- Coat of arms of Ruffec
- Died: 6 January 1585
- Noble family: House of Volvire

= Philippe de Volvire =

16th-century French noble and governor

Philippe de Volvire, marquis de Ruffec ( –6 January 1585) was a French courtier, military commander and governor during the latter Italian Wars and French Wars of Religion. Ruffec served in the war with England known as the Rough Wooing where he saw service first in Scotland and then for an abortive attack against Boulogne. During the reign of Charles IX he developed a proximity to his brother Anjou and travelled to the Commonwealth with him when he was elected king. Having stayed with Anjou for the duration of his reign, he returned to France when Anjou became Henri III. During the fifth French War of Religion, the king's brother Alençon entered rebellion. This represented a considerable threat to the crown, and a generous truce was secured with him in November 1575. As a term of this truce, Alençon was to be given several cities, among them the city of Angoulême of which Ruffec was governor. Ruffec refused to hand over the city, arousing much fury at court. As a result of this Alençon would be granted Saint-Jean-d'Angély and Cognac. Despite receiving these he would not gain access to Bourges, whose governor Claude de La Châtre was also resistant, in January he fled court and entered rebellion again, forcing the crown into a favourable peace later that year. In 1579 Ruffec participated in Catherine de Medici's negotiations with a rebellious former favourite Marshal Bellegarde. On 6 January 1585 he died, and was succeeded as governor of Angoulême by the baron de Bellegarde.

==Reign of Henri II==
Ruffec served under the command of D'Essé in Scotland during the Rough Wooing. After the Siege of Haddington was broken, Ruffec was among the men called back to France by Henri alongside Piero Strozzi, Guillaume de Joyeuse and future Marshal Bourdillon. Henri intended for them to serve him in a new siege of Boulogne. Boulogne would not however fall by military means, being ceded to France as a term of the Peace of Boulogne in 1550.

==Reign of Charles IX==
Ruffec served with the brother to the king, Anjou during his reign as king of the Commonwealth. Unlike many others in Anjou's service, he remained with the king in the country until Anjou's departure to become king of France as Henri III.

==Reign of Henri III==
===Favourite===
Shortly after having returned to France to assume his new throne, Henri arrived in Lyon. He took to stalking the streets with a close circle of friends who had shared in his experiences in the Commonwealth. His intimate circle was composed of D'O, Caylus, Du Guast, Entraguet and Ruffec. At this time Ruffec was a member of the king's household.

===Alençon===
During 1575, the king's brother Alençon had fled from court, and it was viewed as a serious risk by the crown that he would put himself at the head of the Malcontent rebels. To avoid this eventuality Catherine de' Medici conducted negotiations with him. Her discussions succeeded in securing a six months truce on 21 November of that year at Champigny. As part of the truce, Alençon was granted the towns of Angoulême, Niort, Saumur, Bourges and La Charité.

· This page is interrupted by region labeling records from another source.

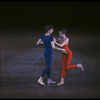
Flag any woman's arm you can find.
[51,41,67,53]
[55,38,69,47]
[36,39,43,45]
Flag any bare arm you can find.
[51,41,67,53]
[55,38,69,47]
[36,39,43,45]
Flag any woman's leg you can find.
[41,55,52,78]
[38,55,52,85]
[57,54,67,85]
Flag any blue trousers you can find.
[41,54,52,78]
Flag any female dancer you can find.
[54,29,84,85]
[37,25,66,85]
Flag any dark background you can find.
[0,1,100,34]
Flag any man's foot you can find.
[57,82,64,86]
[78,64,84,71]
[47,80,56,84]
[38,78,45,85]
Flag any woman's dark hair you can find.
[59,28,67,33]
[45,25,54,32]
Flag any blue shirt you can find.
[41,35,54,55]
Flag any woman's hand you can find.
[53,37,56,43]
[62,49,67,53]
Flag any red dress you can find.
[61,44,77,78]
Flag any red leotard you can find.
[61,44,77,78]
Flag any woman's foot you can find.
[38,78,45,85]
[57,82,64,86]
[77,64,84,71]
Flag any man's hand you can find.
[62,49,67,53]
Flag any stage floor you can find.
[0,33,100,99]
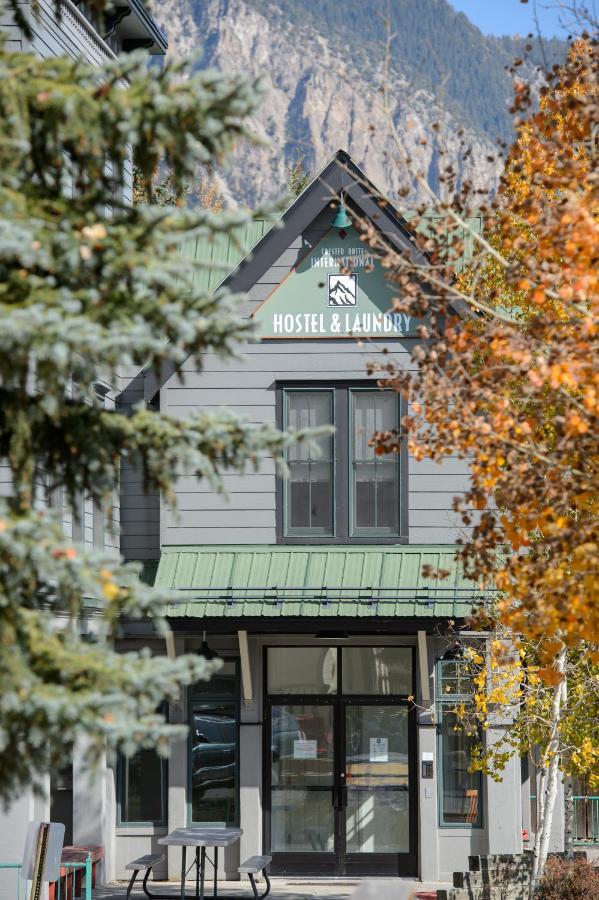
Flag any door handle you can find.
[339,784,347,809]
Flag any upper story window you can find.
[278,384,407,543]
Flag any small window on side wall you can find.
[436,659,482,827]
[188,660,239,827]
[116,703,168,825]
[117,750,167,825]
[285,390,333,535]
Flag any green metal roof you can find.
[180,219,274,291]
[180,210,482,291]
[155,544,494,618]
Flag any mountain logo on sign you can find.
[329,275,358,306]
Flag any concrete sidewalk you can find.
[94,878,451,900]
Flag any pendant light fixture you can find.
[331,193,352,228]
[197,631,220,662]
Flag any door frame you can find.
[262,640,419,877]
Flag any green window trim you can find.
[435,659,484,828]
[348,387,402,538]
[283,386,337,538]
[277,380,408,544]
[186,657,241,827]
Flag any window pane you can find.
[352,391,399,534]
[268,647,337,694]
[441,704,482,825]
[270,788,335,853]
[285,391,333,534]
[120,750,166,824]
[191,701,237,825]
[271,705,334,788]
[342,647,412,696]
[346,788,410,853]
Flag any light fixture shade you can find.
[331,197,352,228]
[196,638,220,662]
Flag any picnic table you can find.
[155,827,243,900]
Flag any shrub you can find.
[535,858,599,900]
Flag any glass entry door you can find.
[270,703,337,874]
[267,697,416,875]
[339,701,412,874]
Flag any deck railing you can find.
[0,856,92,900]
[573,797,599,844]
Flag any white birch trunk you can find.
[529,647,566,898]
[564,775,574,859]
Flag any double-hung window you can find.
[278,383,407,543]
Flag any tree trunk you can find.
[529,647,566,898]
[564,775,574,859]
[562,671,574,859]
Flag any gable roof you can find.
[218,150,427,291]
[132,150,480,401]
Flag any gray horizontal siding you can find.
[164,525,277,544]
[159,340,469,546]
[166,492,275,516]
[31,0,112,64]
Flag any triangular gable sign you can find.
[252,227,421,339]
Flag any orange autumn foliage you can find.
[370,39,599,646]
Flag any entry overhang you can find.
[155,544,495,630]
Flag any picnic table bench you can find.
[49,845,104,900]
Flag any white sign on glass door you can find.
[370,738,389,762]
[293,741,317,759]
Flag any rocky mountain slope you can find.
[153,0,564,203]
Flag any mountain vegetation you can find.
[240,0,565,147]
[153,0,566,206]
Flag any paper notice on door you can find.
[370,738,389,762]
[293,741,317,759]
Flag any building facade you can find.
[112,152,544,880]
[0,0,592,888]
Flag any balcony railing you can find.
[573,797,599,844]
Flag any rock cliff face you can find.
[154,0,500,203]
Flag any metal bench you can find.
[237,856,272,900]
[125,853,164,900]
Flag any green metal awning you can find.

Ruffec was outraged at these concessions, as was the governor of Bourges Claude de La Châtre. Both refused to yield their cities to Alençon. Ruffec justified his disobedience to the duke of Montpensier who had come to receive Angoulême on behalf of the prince that if he opened his gates he would be cut down by his enemies as Du Guast recently had been in Paris. As the terms of the truce continued to hang in the air, a Protestant mercenary army under Casimir crossed the border in support of the rebels, catching the court off guard. Catherine was left to defend her truce at court, which it appeared had ceded much without securing anything in return. For her part she argued it was not her doing that the governors had refused to hand over their charges, and that if the king did not march on them to bring them into obedience, she would depart court for her family lands in Auvergne and do it herself.

To appease Alençon, alternate towns were proposed. Ruffec remained in Angoulême with Alençon to receive Saint-Jean-d'Angély and Cognac as compensation. Meanwhile François de Montmorency, who had been entrusted with dispossessing La Châtre proposed that Alençon receive Blois, Tours and Amboise instead. Niort was delivered to Alençon with great difficulty by the prince dauphin and Marshal Cossé provided Saumur. As such by the end of the year the prince was in possession of Saint-Jean-d'Angély, Cognac, Niort and Saumur leaving him short two of his cities.

Meanwhile, at court, Alençon accused Chancellor Birague of attempting to poison him, and used this as his excuse to back out of his commitment to the truce and join the rebels.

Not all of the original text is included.